Near the end of the debate, the Monitoring Officer clarified that a portion of the Annual Governance Statement, which focused on the areas for improvement had been excluded from the version attached to the Statement of Accounts. The statement agreed by the Committee in July 2022 remained the same namely: -

 

“Governance Risks – Areas for Improvement during 2022-23 (year ahead)

 

Whilst we are satisfied with the effectiveness of the corporate governance arrangements and systems of internal control, as part of our continued efforts to improve governance the following issues have been identified for improvement as part of the 2021-22 Annual Governance Statement process. An action plan will be implemented to ensure activity takes place to bring about the improvements.

 

·       Loss of key staff – ensure that processes are fully documented, succession plans in place where appropriate, identify activities which are overly reliant on one individual

·       Financial settlement – continue to update the MTFS as we gain greater certainty on the level of funding for future years

·       Preparing for all out elections in May 2023 – ensure robust election planning and deliver an effective member induction plan

·       New finance system – ensure it is effective and compliant

·       Continue the review of corporate procurement procedures (carried forward from last year).

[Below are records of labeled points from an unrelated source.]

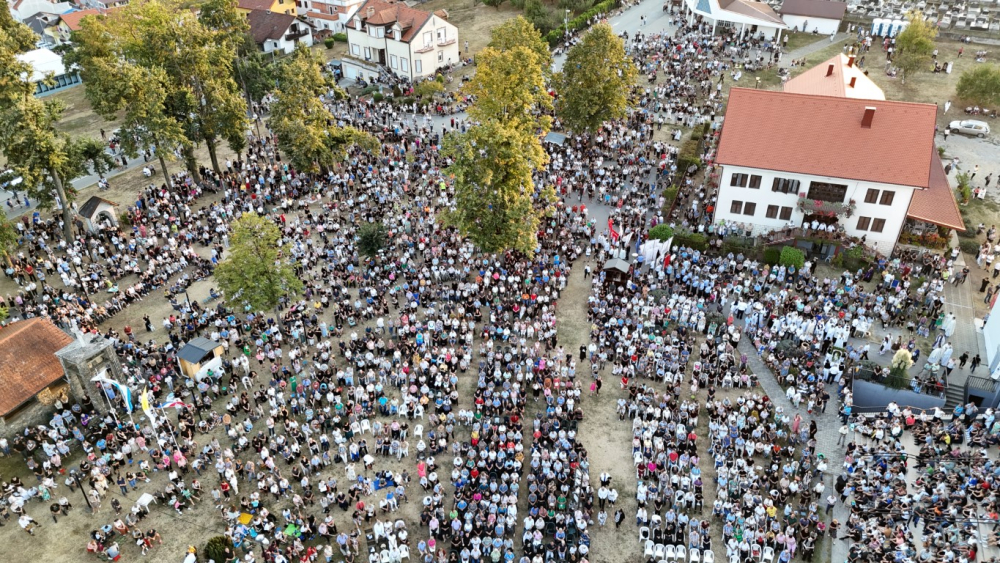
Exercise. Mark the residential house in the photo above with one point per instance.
(275, 6)
(813, 16)
(839, 77)
(385, 36)
(278, 32)
(751, 17)
(806, 164)
(327, 16)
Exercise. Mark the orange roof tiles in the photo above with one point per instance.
(820, 81)
(937, 203)
(27, 360)
(823, 136)
(387, 12)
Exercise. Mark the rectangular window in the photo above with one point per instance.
(785, 186)
(825, 191)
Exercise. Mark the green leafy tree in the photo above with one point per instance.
(509, 87)
(307, 131)
(980, 85)
(43, 157)
(519, 32)
(176, 72)
(597, 80)
(915, 45)
(254, 273)
(372, 238)
(496, 204)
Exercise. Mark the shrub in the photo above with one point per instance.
(216, 549)
(696, 241)
(969, 246)
(791, 256)
(661, 232)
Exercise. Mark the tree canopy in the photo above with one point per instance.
(46, 159)
(169, 72)
(519, 32)
(980, 85)
(253, 272)
(509, 87)
(496, 204)
(596, 82)
(915, 45)
(307, 132)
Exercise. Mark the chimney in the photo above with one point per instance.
(866, 121)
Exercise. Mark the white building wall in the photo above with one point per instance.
(894, 215)
(804, 23)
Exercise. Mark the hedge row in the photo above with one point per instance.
(553, 37)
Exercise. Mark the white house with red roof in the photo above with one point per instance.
(385, 36)
(831, 163)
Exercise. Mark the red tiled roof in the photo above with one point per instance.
(822, 135)
(937, 203)
(72, 19)
(255, 4)
(27, 360)
(825, 9)
(817, 82)
(388, 12)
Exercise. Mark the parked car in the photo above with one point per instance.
(970, 127)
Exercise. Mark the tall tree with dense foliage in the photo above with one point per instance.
(307, 132)
(519, 32)
(496, 203)
(509, 87)
(46, 159)
(596, 82)
(254, 273)
(170, 73)
(915, 45)
(980, 85)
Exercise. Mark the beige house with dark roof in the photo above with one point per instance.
(385, 36)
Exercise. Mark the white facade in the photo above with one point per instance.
(822, 26)
(431, 46)
(880, 222)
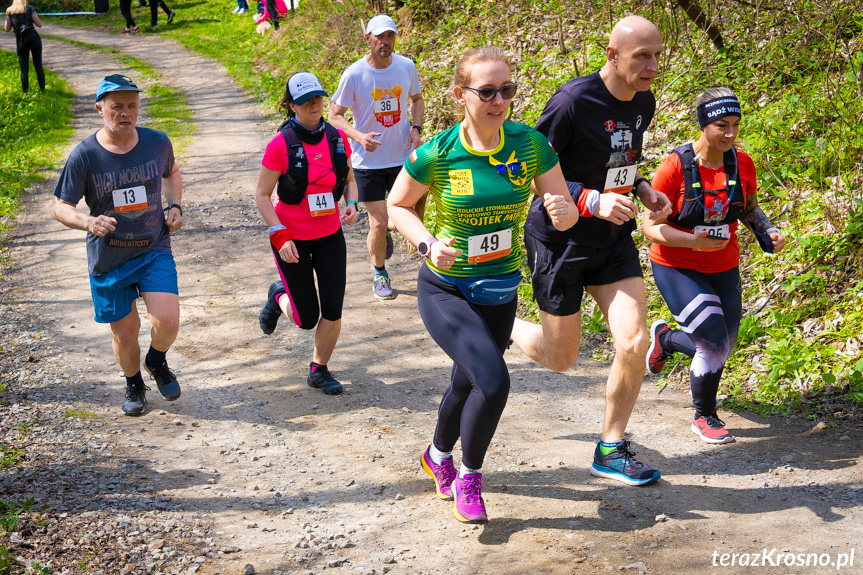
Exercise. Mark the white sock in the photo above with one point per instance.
(464, 469)
(437, 455)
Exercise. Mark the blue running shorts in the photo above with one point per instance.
(114, 292)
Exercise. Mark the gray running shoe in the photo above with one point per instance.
(381, 287)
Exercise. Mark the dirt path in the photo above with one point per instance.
(268, 472)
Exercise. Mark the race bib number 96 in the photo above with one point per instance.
(487, 247)
(130, 199)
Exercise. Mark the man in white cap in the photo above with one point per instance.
(382, 90)
(121, 172)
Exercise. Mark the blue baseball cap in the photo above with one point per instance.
(115, 83)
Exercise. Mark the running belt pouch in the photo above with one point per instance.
(488, 291)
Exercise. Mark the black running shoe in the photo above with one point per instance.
(320, 378)
(166, 381)
(269, 316)
(136, 399)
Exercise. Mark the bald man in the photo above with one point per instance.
(596, 124)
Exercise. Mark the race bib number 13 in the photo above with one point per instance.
(130, 199)
(487, 247)
(620, 180)
(322, 204)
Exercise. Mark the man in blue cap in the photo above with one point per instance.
(380, 89)
(121, 172)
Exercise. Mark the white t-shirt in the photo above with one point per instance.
(380, 102)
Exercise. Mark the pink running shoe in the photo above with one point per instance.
(443, 474)
(711, 429)
(468, 506)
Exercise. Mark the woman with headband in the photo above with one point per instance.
(695, 254)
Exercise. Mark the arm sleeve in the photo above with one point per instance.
(73, 179)
(420, 164)
(669, 180)
(343, 96)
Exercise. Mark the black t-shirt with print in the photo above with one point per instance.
(591, 131)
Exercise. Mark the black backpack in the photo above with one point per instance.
(293, 183)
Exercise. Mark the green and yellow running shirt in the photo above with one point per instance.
(480, 196)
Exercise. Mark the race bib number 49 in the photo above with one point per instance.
(130, 199)
(322, 204)
(487, 247)
(620, 180)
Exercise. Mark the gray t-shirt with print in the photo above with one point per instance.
(127, 187)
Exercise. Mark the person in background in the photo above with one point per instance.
(154, 13)
(380, 88)
(695, 253)
(22, 18)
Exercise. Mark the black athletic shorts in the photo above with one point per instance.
(561, 271)
(373, 185)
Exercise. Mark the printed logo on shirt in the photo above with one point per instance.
(387, 105)
(622, 152)
(512, 169)
(461, 182)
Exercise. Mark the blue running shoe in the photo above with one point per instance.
(621, 465)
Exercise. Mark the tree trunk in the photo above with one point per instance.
(696, 13)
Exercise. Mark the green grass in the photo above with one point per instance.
(793, 68)
(33, 130)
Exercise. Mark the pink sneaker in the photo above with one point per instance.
(443, 474)
(711, 429)
(468, 506)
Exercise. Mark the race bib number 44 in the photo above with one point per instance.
(620, 180)
(487, 247)
(130, 199)
(322, 204)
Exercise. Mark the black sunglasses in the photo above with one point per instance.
(488, 94)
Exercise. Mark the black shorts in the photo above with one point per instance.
(561, 271)
(373, 185)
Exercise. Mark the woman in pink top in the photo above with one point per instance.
(308, 164)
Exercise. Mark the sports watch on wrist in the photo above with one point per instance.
(424, 247)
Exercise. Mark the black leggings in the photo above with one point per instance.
(126, 11)
(474, 337)
(707, 309)
(325, 258)
(24, 49)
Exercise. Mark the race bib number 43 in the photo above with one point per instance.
(322, 204)
(620, 180)
(130, 199)
(487, 247)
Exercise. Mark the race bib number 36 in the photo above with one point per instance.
(386, 106)
(130, 199)
(487, 247)
(620, 180)
(322, 204)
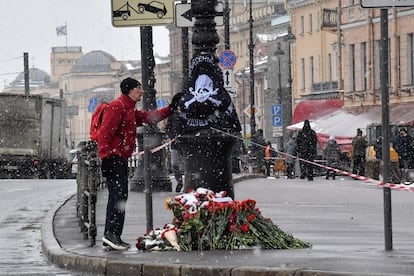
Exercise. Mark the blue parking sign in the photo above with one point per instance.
(93, 101)
(277, 121)
(277, 109)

The Council historically has bought in services from Lincolnshire Procurement but due to recruitment issues they can only provide a limited service

·       Continue the implementation of CIPFA FM Code requirements.”

 

This section would be included in the published accounts.

 

RESOLVED that: -

 

(a)        having reviewed the Statement of Accounts, Committee confirmed that there were no concerns arising from the Financial Statements that need to be brought to the attention of the Council.

 

(b)        the Statement of Accounts for 2021/22 and their certification by the Chairman of the Committee be approved; and

 

(c)        the Section 151 Officer and the Chairman of this Committee be permitted to certify the letter of representation to the Auditor, Mazars, on completion of the audit.